December Ninth: A Big Day On Illinois' Ethics Timeline
December Ninth is a significant day in Illinois' political history: for better, and for worse.
On Dec. 9, 2003 "the State Officials and Employees Ethics Act was signed into law," Illinois Campaign for Political Reform's David Morrison says.
That was Illinois lawmakers' response to the Hired Truck scandal that landed former Gov. George Ryan in prison. It created inspectors general with subpoena power, limited lobbyists' wining and dining of officials, and set conduct standards for state workers.
"The same day ... and while we're there at the signing ceremony, we get word that Paul Simon had passed away."
Morrison says that makes the day bittersweet.
Add on what comes next.
Five years later, also today, was when Ryan's successor, Gov. Rod Blagojevich, was arrested -- in part for rewarding donors with state contracts or jobs.
"And that began the whole process that culminated in him going to jail," says Morrison; Blagojevich is serving a 14 year prison term in Colorado.
Illinois lawmakers had a response to that scandal too.

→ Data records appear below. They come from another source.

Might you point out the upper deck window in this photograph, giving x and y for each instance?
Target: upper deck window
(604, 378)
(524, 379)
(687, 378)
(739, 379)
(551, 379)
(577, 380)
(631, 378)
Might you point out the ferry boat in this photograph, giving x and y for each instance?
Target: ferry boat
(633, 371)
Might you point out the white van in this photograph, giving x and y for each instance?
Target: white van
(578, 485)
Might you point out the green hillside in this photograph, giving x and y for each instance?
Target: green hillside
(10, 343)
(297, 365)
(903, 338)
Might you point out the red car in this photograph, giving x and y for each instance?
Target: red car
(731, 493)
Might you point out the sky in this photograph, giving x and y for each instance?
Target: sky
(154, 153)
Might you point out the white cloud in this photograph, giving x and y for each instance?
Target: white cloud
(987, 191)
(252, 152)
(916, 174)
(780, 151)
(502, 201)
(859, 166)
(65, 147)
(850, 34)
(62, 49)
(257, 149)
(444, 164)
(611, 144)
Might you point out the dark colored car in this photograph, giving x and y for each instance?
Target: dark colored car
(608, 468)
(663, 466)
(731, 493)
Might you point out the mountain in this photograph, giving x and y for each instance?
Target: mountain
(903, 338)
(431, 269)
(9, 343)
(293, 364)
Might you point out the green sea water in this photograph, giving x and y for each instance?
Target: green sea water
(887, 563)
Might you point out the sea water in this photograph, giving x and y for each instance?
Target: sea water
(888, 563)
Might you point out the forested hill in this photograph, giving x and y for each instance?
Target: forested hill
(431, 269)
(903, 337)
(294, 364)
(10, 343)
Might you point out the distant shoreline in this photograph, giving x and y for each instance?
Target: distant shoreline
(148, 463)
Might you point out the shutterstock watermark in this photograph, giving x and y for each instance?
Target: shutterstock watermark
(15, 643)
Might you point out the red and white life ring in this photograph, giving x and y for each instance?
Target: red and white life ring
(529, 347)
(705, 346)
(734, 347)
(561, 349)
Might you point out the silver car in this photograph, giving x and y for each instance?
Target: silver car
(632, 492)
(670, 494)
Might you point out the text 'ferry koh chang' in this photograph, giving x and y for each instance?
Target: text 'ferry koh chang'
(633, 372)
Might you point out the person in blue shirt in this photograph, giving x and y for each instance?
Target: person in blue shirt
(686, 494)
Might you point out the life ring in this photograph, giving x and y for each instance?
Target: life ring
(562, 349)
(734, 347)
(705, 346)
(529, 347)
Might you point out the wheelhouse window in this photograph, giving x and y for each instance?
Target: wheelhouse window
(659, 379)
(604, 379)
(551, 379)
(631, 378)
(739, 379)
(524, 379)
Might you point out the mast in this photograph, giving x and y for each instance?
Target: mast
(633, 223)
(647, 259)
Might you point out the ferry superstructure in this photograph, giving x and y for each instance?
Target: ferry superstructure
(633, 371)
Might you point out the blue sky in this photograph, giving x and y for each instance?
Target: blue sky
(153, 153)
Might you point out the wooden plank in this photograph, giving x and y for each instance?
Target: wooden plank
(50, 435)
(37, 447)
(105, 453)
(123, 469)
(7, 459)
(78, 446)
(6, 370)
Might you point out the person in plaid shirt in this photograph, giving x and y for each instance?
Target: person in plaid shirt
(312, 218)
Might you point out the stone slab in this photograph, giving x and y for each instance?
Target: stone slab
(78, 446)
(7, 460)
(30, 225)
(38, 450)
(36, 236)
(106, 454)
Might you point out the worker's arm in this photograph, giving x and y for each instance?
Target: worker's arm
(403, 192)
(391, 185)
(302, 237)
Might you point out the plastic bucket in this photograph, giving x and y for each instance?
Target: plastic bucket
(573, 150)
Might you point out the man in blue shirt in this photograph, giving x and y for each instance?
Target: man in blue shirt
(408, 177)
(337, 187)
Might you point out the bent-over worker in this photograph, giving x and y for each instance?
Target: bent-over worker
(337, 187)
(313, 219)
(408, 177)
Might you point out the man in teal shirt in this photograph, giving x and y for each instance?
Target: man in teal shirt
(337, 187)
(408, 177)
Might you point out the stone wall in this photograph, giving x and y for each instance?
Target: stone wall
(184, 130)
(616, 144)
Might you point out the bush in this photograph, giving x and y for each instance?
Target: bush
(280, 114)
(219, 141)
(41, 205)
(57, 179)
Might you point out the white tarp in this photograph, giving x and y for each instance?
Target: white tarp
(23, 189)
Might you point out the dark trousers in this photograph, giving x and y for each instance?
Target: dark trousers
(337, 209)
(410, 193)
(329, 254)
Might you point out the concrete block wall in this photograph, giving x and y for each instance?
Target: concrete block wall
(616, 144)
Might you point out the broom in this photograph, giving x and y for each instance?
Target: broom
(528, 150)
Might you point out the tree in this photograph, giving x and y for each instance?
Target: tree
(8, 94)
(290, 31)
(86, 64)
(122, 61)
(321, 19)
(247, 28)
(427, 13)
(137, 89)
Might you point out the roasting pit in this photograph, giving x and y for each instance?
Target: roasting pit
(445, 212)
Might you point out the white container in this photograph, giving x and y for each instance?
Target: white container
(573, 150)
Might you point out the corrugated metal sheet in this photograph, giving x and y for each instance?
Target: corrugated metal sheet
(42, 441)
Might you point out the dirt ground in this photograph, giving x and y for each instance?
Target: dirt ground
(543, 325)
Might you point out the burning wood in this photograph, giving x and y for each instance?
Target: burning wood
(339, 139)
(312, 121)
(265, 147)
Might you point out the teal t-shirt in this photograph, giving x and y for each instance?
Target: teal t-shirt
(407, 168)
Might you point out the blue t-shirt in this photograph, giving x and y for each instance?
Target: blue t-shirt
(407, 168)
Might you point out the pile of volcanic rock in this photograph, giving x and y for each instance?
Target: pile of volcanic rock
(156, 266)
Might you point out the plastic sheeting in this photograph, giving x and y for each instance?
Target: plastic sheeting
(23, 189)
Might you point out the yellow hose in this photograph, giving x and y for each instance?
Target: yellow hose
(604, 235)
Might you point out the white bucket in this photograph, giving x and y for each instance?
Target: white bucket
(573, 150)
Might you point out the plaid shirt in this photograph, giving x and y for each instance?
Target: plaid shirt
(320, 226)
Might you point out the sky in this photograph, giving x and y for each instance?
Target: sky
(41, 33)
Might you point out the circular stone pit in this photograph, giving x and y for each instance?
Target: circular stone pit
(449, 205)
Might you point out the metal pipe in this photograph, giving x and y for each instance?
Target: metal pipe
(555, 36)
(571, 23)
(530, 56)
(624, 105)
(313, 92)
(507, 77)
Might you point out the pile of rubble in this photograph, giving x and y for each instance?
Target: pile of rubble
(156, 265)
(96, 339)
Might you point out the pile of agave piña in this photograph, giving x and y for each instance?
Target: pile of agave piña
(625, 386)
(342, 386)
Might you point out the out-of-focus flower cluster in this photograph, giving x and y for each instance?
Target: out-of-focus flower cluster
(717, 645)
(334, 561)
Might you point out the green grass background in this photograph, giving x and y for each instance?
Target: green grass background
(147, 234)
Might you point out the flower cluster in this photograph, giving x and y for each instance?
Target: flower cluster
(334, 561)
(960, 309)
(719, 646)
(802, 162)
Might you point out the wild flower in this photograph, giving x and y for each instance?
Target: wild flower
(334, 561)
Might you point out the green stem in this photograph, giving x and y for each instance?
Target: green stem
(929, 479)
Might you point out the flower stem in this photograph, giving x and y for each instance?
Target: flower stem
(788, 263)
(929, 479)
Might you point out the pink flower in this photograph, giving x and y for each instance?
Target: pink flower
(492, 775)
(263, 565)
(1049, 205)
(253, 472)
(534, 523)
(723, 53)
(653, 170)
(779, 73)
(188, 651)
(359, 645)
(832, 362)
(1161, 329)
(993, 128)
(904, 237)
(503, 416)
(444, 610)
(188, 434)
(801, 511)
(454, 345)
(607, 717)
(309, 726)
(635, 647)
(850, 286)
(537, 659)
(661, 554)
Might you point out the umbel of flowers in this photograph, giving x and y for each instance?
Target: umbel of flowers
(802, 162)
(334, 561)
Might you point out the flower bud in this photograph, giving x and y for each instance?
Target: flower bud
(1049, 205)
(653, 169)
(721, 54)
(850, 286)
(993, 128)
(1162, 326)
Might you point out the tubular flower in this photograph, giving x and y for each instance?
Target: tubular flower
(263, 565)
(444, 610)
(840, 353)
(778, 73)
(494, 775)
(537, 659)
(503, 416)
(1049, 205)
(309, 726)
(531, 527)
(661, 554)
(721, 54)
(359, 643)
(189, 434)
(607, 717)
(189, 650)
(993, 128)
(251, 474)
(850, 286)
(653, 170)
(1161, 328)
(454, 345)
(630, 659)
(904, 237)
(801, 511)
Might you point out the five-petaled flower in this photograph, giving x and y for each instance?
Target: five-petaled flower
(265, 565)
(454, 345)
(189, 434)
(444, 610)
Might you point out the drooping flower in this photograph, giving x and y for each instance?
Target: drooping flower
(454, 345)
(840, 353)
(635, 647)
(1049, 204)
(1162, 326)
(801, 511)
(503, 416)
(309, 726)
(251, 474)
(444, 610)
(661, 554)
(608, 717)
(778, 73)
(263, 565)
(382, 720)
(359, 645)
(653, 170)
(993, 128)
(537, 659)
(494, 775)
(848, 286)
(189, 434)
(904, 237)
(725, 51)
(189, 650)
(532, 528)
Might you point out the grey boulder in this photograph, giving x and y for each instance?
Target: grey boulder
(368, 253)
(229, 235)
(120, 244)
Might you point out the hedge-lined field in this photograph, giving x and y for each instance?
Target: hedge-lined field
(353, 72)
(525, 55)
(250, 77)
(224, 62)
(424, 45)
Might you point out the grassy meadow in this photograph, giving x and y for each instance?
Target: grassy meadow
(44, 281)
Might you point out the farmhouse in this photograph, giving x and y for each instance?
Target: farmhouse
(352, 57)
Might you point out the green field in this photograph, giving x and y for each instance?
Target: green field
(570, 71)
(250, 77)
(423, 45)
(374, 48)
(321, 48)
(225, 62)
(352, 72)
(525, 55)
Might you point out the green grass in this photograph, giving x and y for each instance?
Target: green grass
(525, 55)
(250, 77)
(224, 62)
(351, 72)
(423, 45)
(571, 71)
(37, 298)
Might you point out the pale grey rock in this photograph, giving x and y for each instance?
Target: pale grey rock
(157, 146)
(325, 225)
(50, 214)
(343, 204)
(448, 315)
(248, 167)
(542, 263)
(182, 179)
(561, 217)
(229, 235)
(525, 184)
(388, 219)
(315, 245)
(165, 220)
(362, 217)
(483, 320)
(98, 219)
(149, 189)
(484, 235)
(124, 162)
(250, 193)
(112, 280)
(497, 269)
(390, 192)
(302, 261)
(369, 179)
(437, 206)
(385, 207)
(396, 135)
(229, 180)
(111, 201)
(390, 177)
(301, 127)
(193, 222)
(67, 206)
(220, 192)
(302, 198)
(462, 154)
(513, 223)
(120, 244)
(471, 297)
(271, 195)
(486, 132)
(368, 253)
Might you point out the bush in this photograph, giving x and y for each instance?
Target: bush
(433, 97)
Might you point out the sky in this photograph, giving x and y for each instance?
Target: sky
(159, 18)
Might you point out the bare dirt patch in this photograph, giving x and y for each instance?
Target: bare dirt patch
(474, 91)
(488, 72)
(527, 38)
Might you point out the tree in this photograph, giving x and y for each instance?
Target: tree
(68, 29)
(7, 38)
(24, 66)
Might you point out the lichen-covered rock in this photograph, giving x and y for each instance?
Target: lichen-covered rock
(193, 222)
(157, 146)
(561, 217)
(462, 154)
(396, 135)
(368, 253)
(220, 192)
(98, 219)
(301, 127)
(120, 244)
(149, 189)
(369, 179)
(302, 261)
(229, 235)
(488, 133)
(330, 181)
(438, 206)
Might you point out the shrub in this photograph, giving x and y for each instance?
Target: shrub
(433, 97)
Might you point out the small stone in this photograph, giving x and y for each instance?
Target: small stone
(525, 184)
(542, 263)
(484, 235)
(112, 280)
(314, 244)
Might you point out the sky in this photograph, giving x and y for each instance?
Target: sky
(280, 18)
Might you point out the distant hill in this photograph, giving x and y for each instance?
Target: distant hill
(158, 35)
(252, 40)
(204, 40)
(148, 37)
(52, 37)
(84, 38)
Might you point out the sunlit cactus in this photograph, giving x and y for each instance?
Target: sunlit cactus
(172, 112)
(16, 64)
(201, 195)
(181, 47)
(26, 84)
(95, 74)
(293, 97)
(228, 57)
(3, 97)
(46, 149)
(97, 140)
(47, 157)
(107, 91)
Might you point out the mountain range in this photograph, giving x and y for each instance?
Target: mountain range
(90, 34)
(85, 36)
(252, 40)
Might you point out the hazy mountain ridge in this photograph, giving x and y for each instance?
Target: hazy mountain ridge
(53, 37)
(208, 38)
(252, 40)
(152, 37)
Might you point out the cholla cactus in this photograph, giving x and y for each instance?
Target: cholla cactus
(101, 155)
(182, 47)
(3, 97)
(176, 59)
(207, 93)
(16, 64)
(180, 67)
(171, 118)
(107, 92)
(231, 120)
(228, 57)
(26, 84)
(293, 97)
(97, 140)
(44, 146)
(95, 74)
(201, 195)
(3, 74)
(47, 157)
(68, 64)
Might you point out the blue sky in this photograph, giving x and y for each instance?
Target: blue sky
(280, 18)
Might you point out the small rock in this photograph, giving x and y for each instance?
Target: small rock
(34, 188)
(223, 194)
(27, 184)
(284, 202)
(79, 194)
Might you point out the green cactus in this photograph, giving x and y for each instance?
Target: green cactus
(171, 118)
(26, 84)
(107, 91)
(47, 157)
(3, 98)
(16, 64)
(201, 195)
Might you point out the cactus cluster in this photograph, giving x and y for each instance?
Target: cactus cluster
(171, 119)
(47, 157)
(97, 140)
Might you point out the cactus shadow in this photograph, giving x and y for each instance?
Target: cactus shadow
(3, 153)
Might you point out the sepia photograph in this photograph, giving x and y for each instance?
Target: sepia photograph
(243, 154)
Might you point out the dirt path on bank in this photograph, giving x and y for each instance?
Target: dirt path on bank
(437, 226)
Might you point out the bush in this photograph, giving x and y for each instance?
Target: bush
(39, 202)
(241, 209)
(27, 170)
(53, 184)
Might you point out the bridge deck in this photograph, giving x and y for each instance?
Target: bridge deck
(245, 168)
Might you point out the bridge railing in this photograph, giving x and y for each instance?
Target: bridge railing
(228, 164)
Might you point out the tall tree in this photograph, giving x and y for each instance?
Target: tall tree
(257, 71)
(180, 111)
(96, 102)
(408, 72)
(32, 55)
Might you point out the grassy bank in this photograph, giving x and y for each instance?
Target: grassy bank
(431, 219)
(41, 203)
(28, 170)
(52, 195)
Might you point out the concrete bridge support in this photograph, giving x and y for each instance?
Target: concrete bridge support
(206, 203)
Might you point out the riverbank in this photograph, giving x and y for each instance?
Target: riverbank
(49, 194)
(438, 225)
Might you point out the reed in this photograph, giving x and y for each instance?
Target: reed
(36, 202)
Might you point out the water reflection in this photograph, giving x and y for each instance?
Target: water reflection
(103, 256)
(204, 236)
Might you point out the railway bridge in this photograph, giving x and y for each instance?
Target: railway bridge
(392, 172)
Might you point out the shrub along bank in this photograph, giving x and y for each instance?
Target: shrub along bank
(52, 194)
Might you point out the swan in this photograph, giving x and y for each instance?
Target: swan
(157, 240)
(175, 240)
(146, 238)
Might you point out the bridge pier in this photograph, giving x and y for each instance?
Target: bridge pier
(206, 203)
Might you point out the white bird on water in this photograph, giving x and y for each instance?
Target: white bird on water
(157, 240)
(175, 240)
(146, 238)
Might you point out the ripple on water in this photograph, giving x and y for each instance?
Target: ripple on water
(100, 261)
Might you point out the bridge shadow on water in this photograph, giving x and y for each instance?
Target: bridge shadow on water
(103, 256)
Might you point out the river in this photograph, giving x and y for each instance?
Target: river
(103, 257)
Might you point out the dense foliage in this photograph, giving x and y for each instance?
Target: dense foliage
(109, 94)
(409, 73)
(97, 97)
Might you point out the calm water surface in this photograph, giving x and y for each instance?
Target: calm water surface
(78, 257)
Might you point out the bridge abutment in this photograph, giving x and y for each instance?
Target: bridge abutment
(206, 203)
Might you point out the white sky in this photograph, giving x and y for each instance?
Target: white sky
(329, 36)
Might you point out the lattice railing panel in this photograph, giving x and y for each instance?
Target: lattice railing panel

On Dec. 9, 2009 they passed a limit on campaign contributions.
This would have been the first governor's race with caps, but ultra-wealthy Republican Bruce Rauner triggered an exception, since has donated more than a million dollars to his own campaign. That means all candidates for governor can raise unlimited piles of cash from whomever they want, at least through the primary.